Use of evidence in the risk assessment process

In the EU regulatory system for pesticides, the responsibility for demonstrating the safety of an a.s. lies with the companies that wish to place their products on the market. Regulation (EC) No 1107/2009 requires applicants to submit a dossier containing mandatory safety studies and to carry out a review of the scientific literature published over the previous 10 years, addressing side effects of the a.s. and its metabolites on health, the environment and non-target organisms. Third parties may also contribute by providing data, studies and information directly to the Rapporteur Member State and EFSA during the public consultation. Mandatory safety studies cover areas such as the toxicology of the substances, their behaviour in the environment, or their effects on non-target organisms such as birds, fish or bees. The mandatory studies in support of a pesticide application must strictly follow guidance approved by experts at international level and the information must be used in accordance with the methodology endorsed by EU guidance documents; they may, for example, be conducted in compliance with good laboratory practice. The mandatory safety studies are funded by industry and conducted in specialised certified laboratories, which are regularly audited. As part of the application, each study is described in a detailed report that must include raw data. This process allows bodies such as EFSA to verify the reliability and quality of the results and to determine which aspects of the study must be included in the risk assessment. Additional information from the scientific literature is particularly important to ensure that risk assessors at national and European level have the necessary evidence on which to base the assessment of a given a.s. This usually includes: original studies on the hazard of the substance; original data and meta-analyses of epidemiological studies; a review report that summarises and aggregates the results of the original studies. Additional data from the scientific literature may be introduced by the Rapporteur Member State or by other parties during the public consultation or other phases of the review process. It is not uncommon for experts from the MSs and EFSA to disagree with industry on the interpretation of study data in the risk assessment. In such cases, the experts involved in the review process apply a different interpretation of the study results in their assessment and may reach their own conclusion.

The work of European and non-European scientific organisations on pesticides

While EFSA is responsible for the scientific risk assessment of pesticides in all areas (environment and workplace), the European Chemicals Agency (ECHA) is responsible for the harmonised classification of chemical pesticides requiring labelling as hazardous substances. Some pesticides have non-agricultural uses, which means that they must be registered as biocides or medicinal products. Sometimes ECHA carries out hazard and risk assessment for a compound that has been approved by EFSA for use as a pesticide.

Pesticides are strictly regulated in most regions of the world, and a number of international organisations, such as the World Health Organization (WHO) and the Organisation for Economic Co-operation and Development (OECD), regularly assess pesticides. EFSA and ECHA work in close cooperation in a number of areas, including the assessment of pesticides and substances used as pesticides and biocides. The cooperation includes exchange of work programmes and scientific information, mutual access to data submitted to each agency, and participation as observers and experts from the other agency. When different conclusions are reached, the agencies prepare a joint position containing the differing expert views. An important area of collaboration is the harmonised classification and labelling of pesticide active substances. EFSA uses in its assessment the harmonised classification proposed by ECHA, which requires the MSs to submit a proposal for harmonised classification.

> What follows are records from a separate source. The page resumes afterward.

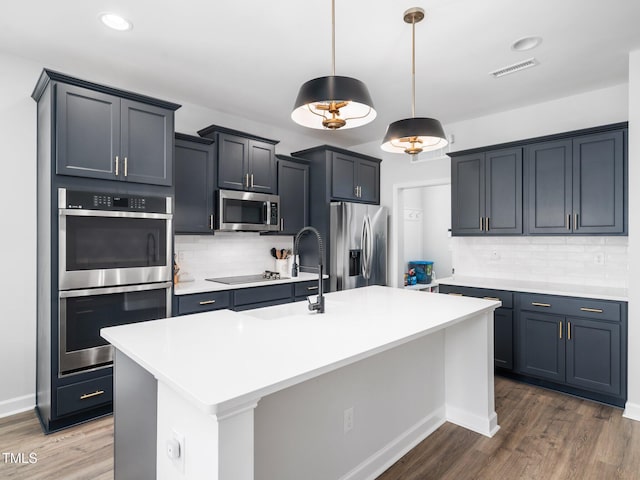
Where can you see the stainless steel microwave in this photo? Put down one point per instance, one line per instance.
(247, 211)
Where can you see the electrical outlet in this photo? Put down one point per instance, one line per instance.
(348, 419)
(175, 450)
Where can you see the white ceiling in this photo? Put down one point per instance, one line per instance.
(249, 57)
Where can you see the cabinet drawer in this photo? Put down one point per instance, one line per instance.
(504, 296)
(203, 302)
(247, 296)
(84, 395)
(572, 306)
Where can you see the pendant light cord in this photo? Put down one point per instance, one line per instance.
(413, 67)
(333, 38)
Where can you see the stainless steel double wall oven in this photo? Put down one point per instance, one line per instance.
(115, 267)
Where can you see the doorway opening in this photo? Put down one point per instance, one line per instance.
(421, 228)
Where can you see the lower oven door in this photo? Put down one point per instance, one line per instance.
(84, 312)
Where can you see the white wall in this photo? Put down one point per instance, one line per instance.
(18, 239)
(632, 409)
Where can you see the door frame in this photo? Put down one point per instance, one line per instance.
(397, 225)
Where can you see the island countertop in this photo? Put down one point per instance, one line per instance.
(220, 360)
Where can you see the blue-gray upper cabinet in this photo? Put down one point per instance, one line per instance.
(354, 179)
(293, 188)
(245, 162)
(195, 183)
(577, 185)
(486, 193)
(101, 135)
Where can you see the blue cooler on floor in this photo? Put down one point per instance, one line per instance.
(423, 270)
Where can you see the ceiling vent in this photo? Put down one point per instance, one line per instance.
(516, 67)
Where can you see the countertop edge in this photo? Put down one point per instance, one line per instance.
(544, 288)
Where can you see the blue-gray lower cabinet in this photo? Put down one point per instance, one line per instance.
(578, 344)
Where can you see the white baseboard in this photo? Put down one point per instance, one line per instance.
(632, 411)
(377, 463)
(17, 405)
(482, 425)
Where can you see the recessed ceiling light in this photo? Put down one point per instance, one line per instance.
(526, 43)
(115, 21)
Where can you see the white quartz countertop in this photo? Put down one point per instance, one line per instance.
(222, 360)
(200, 285)
(547, 288)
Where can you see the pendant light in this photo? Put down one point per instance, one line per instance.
(333, 102)
(416, 134)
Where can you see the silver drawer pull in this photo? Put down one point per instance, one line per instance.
(94, 394)
(592, 310)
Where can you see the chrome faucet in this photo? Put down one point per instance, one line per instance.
(318, 305)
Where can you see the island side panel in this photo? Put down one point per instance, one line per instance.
(397, 398)
(215, 447)
(134, 407)
(469, 380)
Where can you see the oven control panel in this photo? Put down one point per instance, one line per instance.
(81, 200)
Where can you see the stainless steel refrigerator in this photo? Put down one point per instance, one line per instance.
(358, 254)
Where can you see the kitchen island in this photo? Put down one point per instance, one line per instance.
(280, 393)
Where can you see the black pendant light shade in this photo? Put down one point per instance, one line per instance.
(333, 102)
(414, 135)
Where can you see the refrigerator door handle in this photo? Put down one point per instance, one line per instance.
(366, 247)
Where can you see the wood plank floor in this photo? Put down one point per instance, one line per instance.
(543, 435)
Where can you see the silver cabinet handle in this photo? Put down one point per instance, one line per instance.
(592, 310)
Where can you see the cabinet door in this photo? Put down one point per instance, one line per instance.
(194, 184)
(503, 338)
(147, 143)
(344, 175)
(262, 167)
(369, 181)
(503, 189)
(542, 346)
(467, 194)
(549, 170)
(87, 132)
(233, 159)
(293, 188)
(598, 183)
(593, 355)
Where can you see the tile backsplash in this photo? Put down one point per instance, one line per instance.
(228, 253)
(597, 261)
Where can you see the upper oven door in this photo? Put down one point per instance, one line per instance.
(248, 211)
(104, 248)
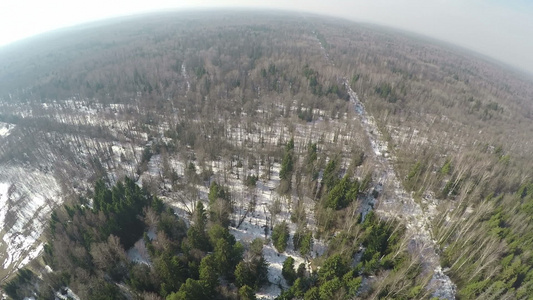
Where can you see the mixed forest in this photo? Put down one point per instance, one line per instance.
(240, 155)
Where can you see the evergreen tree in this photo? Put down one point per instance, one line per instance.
(246, 293)
(280, 236)
(288, 270)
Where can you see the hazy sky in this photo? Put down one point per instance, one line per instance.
(502, 29)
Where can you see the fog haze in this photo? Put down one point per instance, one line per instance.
(499, 29)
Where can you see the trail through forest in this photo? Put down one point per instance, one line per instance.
(396, 202)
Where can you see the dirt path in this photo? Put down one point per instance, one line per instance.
(396, 202)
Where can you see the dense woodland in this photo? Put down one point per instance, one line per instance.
(211, 99)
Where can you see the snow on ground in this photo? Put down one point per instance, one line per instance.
(5, 129)
(401, 205)
(66, 294)
(30, 196)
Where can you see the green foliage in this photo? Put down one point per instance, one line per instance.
(312, 294)
(197, 235)
(303, 241)
(192, 290)
(334, 266)
(331, 289)
(246, 293)
(288, 270)
(280, 236)
(120, 203)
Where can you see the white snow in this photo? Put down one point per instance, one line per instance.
(5, 129)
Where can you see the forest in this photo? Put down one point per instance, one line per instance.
(238, 155)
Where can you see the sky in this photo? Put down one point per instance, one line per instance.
(502, 29)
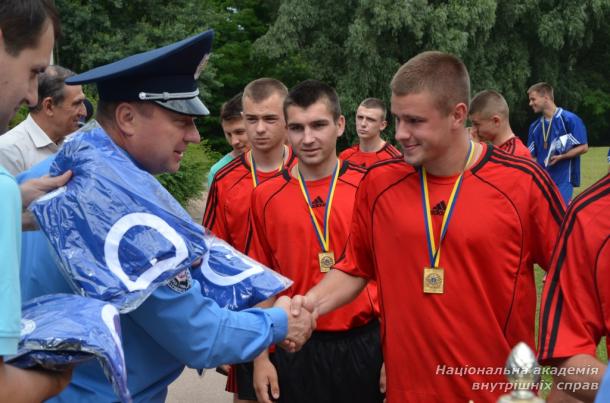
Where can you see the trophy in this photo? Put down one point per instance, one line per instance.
(523, 372)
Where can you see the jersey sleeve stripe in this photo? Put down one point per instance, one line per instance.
(595, 192)
(541, 179)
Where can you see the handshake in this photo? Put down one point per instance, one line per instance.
(302, 315)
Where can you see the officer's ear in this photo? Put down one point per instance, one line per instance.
(47, 106)
(125, 118)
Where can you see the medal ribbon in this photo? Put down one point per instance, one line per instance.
(545, 133)
(433, 252)
(255, 180)
(322, 233)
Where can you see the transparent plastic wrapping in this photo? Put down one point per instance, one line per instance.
(234, 280)
(59, 330)
(117, 232)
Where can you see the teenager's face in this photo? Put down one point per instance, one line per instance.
(369, 122)
(265, 122)
(423, 132)
(313, 133)
(537, 101)
(19, 78)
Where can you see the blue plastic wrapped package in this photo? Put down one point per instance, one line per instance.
(60, 329)
(117, 233)
(234, 280)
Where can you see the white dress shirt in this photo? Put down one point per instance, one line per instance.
(24, 146)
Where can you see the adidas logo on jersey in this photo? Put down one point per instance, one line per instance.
(318, 202)
(440, 208)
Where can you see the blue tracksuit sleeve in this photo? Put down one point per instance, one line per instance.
(200, 334)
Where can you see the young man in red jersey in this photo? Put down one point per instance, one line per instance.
(228, 205)
(573, 313)
(454, 299)
(489, 113)
(370, 122)
(227, 212)
(300, 225)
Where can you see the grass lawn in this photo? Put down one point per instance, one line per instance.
(594, 166)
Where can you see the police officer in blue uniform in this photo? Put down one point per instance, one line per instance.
(563, 166)
(147, 106)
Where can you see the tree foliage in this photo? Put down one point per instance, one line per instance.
(357, 45)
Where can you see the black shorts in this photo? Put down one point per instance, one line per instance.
(333, 367)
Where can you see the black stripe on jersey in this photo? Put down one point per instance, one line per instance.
(393, 151)
(372, 213)
(518, 274)
(595, 192)
(541, 179)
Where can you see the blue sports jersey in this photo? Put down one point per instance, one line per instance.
(563, 123)
(175, 327)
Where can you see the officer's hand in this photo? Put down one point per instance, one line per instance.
(265, 380)
(299, 327)
(300, 302)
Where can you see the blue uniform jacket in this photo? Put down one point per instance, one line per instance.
(170, 330)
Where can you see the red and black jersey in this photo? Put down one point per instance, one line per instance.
(574, 312)
(285, 240)
(515, 146)
(366, 159)
(227, 210)
(506, 218)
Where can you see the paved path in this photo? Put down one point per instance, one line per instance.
(191, 388)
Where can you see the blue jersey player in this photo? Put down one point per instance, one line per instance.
(556, 139)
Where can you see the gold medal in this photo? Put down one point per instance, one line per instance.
(434, 280)
(326, 261)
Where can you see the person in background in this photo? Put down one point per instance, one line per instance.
(234, 128)
(58, 113)
(371, 148)
(28, 29)
(489, 115)
(545, 132)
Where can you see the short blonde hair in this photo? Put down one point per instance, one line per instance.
(261, 89)
(488, 103)
(443, 75)
(543, 89)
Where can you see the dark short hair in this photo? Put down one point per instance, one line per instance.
(488, 103)
(543, 89)
(262, 88)
(51, 83)
(308, 93)
(232, 109)
(106, 110)
(375, 103)
(443, 75)
(23, 21)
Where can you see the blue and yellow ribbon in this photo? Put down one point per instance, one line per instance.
(255, 180)
(323, 234)
(433, 252)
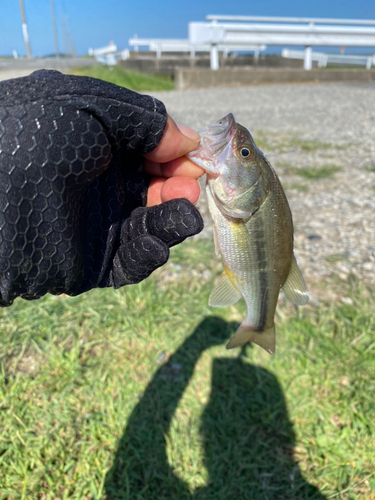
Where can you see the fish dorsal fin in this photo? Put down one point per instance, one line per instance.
(295, 287)
(224, 294)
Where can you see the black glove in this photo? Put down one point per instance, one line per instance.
(70, 153)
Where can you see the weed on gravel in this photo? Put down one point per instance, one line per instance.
(131, 394)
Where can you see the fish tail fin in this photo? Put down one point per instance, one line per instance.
(246, 333)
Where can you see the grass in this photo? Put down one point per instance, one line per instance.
(131, 394)
(313, 173)
(129, 79)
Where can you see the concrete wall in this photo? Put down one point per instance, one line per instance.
(146, 62)
(186, 79)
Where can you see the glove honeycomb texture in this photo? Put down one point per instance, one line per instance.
(70, 153)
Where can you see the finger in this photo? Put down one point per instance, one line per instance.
(174, 143)
(135, 260)
(154, 191)
(180, 187)
(180, 167)
(171, 222)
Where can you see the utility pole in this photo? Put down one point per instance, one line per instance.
(55, 30)
(24, 30)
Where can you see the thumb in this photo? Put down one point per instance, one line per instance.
(174, 143)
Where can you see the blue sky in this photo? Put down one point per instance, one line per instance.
(93, 23)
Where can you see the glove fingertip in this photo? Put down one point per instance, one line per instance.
(137, 259)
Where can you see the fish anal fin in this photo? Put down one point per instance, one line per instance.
(246, 333)
(295, 287)
(224, 293)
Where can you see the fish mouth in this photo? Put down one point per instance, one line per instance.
(214, 139)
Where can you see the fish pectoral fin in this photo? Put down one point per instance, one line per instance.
(224, 294)
(295, 287)
(246, 333)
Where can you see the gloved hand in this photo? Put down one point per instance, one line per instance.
(71, 193)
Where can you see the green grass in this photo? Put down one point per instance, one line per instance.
(129, 79)
(313, 173)
(131, 394)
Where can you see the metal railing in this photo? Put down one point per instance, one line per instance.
(307, 32)
(181, 45)
(323, 58)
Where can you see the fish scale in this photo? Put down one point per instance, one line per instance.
(253, 230)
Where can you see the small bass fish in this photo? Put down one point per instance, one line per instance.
(253, 230)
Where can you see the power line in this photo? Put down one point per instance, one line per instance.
(24, 30)
(55, 30)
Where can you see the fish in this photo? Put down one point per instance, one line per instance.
(253, 230)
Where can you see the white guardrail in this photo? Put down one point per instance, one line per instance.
(109, 54)
(323, 59)
(181, 45)
(307, 32)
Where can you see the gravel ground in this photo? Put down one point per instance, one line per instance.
(315, 126)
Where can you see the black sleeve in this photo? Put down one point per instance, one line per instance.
(70, 152)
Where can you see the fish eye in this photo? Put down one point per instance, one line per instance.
(246, 153)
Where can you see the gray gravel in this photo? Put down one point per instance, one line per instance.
(333, 217)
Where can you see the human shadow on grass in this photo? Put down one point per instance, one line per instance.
(247, 437)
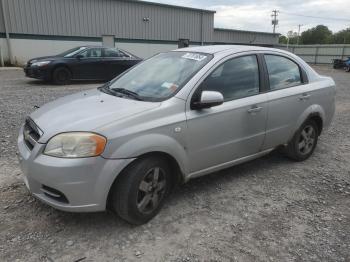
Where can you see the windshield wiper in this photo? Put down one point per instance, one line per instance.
(127, 92)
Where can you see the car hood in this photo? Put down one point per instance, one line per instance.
(85, 111)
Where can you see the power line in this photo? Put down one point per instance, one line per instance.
(317, 17)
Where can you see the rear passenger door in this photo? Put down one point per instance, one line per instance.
(89, 65)
(288, 98)
(234, 129)
(115, 62)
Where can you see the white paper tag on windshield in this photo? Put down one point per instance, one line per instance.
(194, 56)
(169, 85)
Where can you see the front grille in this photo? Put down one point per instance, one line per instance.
(54, 194)
(31, 133)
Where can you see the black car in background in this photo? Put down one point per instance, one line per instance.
(81, 63)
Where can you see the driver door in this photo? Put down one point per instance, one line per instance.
(89, 65)
(234, 129)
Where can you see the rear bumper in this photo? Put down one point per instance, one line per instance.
(37, 72)
(84, 182)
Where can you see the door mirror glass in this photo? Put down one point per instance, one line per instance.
(208, 99)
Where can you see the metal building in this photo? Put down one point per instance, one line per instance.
(31, 28)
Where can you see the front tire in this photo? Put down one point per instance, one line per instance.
(139, 193)
(303, 142)
(61, 76)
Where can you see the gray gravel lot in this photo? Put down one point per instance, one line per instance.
(270, 209)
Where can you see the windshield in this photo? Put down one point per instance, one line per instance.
(72, 52)
(161, 76)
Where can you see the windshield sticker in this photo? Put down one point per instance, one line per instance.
(170, 86)
(194, 56)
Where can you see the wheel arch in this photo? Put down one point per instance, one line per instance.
(315, 113)
(178, 176)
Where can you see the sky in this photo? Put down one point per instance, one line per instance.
(255, 15)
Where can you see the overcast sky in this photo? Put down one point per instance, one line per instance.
(255, 14)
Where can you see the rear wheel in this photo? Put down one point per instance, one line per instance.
(61, 76)
(140, 192)
(304, 141)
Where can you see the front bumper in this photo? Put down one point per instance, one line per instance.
(84, 182)
(37, 72)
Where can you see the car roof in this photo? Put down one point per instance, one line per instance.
(213, 49)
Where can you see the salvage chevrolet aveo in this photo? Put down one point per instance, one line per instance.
(174, 117)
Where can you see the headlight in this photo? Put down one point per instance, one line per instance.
(75, 144)
(41, 63)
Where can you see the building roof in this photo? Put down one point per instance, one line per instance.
(245, 31)
(212, 49)
(169, 5)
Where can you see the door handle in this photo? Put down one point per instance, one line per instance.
(304, 97)
(254, 109)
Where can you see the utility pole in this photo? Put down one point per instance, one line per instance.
(274, 19)
(298, 33)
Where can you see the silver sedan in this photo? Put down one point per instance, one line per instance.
(174, 117)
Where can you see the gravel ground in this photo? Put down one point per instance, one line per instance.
(270, 209)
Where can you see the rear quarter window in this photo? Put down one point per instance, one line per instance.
(282, 72)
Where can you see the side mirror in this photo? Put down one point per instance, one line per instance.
(208, 99)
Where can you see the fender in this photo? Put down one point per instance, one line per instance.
(149, 143)
(310, 111)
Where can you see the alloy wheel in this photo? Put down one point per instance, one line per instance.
(307, 140)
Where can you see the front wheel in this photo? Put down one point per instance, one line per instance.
(139, 193)
(304, 142)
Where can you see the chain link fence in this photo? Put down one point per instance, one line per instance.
(319, 54)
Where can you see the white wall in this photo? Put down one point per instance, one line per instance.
(145, 50)
(25, 49)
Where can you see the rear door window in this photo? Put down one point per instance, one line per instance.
(235, 78)
(283, 72)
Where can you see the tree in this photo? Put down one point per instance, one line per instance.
(342, 37)
(317, 35)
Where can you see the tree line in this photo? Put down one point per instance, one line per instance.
(317, 35)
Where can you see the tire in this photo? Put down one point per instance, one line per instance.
(61, 76)
(303, 142)
(138, 195)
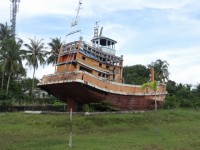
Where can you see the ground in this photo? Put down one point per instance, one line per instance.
(163, 130)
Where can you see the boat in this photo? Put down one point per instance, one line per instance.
(90, 72)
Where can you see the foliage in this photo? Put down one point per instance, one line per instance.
(137, 74)
(35, 55)
(55, 46)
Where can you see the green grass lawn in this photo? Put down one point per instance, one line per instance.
(172, 130)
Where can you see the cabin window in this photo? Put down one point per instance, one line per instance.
(85, 69)
(83, 57)
(107, 67)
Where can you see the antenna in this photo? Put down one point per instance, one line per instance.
(14, 8)
(75, 21)
(100, 34)
(96, 29)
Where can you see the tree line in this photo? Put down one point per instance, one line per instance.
(14, 82)
(179, 95)
(13, 52)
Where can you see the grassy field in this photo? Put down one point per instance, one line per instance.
(172, 130)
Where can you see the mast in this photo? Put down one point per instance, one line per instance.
(14, 8)
(75, 21)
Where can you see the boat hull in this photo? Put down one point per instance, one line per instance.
(78, 88)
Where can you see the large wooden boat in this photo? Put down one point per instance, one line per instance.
(92, 73)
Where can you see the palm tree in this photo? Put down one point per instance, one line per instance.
(153, 86)
(161, 70)
(55, 46)
(34, 55)
(11, 63)
(5, 33)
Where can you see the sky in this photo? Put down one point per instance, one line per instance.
(146, 30)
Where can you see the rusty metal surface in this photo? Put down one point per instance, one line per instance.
(73, 86)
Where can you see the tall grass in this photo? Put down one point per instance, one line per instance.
(178, 129)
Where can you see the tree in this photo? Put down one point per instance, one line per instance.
(55, 46)
(35, 55)
(5, 33)
(161, 70)
(11, 61)
(136, 74)
(153, 86)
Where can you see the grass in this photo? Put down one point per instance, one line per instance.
(176, 130)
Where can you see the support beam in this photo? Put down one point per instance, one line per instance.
(71, 103)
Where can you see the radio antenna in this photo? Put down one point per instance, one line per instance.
(14, 8)
(75, 21)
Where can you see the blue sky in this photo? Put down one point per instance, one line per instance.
(146, 30)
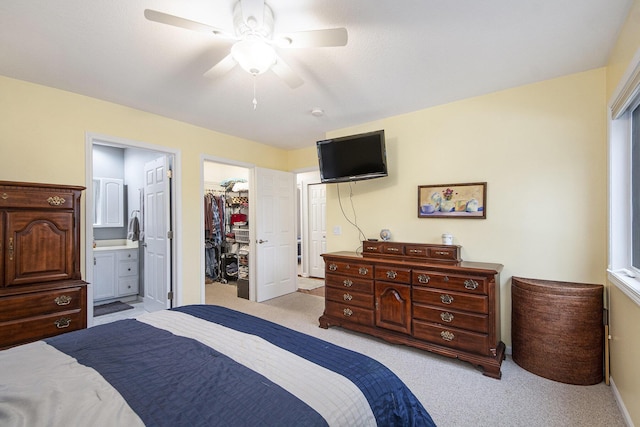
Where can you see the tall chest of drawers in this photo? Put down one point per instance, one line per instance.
(418, 295)
(42, 293)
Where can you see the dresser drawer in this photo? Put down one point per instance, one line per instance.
(351, 283)
(452, 337)
(451, 299)
(393, 274)
(452, 318)
(349, 312)
(393, 248)
(454, 282)
(39, 303)
(372, 247)
(35, 198)
(349, 297)
(348, 268)
(38, 327)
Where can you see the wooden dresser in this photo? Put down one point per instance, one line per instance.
(42, 293)
(420, 295)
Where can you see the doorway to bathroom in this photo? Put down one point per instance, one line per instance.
(130, 217)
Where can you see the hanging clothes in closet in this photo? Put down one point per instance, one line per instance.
(214, 206)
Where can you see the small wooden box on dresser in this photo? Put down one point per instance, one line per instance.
(42, 293)
(420, 295)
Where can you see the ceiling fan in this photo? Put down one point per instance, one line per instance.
(253, 41)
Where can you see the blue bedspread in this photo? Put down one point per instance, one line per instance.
(172, 380)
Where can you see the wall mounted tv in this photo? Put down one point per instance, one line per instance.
(352, 158)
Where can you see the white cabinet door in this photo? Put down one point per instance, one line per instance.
(109, 202)
(104, 275)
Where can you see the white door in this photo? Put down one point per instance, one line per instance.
(317, 229)
(156, 230)
(275, 233)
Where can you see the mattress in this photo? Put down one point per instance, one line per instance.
(199, 365)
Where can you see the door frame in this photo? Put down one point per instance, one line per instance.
(304, 217)
(92, 139)
(213, 159)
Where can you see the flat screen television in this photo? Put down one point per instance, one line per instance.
(352, 158)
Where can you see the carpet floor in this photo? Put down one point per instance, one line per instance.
(455, 393)
(112, 307)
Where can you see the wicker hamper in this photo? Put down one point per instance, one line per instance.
(557, 329)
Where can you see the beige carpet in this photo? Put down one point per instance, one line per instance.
(454, 392)
(309, 283)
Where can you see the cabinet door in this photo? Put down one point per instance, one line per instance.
(127, 286)
(393, 306)
(39, 247)
(104, 275)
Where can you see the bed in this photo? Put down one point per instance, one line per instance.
(199, 365)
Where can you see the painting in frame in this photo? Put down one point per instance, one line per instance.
(453, 200)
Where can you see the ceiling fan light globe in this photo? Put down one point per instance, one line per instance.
(254, 56)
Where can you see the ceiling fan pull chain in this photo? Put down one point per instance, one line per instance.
(255, 101)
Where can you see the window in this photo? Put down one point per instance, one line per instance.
(635, 189)
(624, 186)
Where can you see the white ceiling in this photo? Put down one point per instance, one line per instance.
(402, 56)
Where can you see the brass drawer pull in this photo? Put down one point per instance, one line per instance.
(446, 299)
(447, 336)
(56, 201)
(63, 300)
(63, 322)
(446, 317)
(423, 278)
(470, 284)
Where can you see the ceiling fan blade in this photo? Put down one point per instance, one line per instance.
(253, 9)
(314, 38)
(221, 68)
(164, 18)
(282, 70)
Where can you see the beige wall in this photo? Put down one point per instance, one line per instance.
(42, 139)
(624, 315)
(540, 148)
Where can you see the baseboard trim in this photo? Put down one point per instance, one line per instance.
(620, 402)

EFSA also cooperates with other international organisations and non-European countries on activities in the field of pesticides, such as those of the OECD. Cooperation in the assessment of specific pesticides is limited to the participation of experts as observers, and this is two-way. Experts from other regulatory authorities may be invited as observers in the review processes carried out by EFSA. Representatives of the Authority may also be invited to present their conclusions to other regulatory authorities. The two-way cooperation is also extended to international organisations such as WHO/FAO (Food and Agriculture Organization) and JMPR (Joint Meeting on Pesticide Residues), which are the responsible bodies for pesticide risk assessment. Where necessary, cooperation may also cover other institutions such as IARC (International Agency for Research on Cancer), which conducts hazard assessment of carcinogenic agents, including some pesticides, as well as programmes such as the International Programme on Chemical Safety. Where discrepancies are identified, EFSA requests an assessment by a third party and, if necessary, requests clarification.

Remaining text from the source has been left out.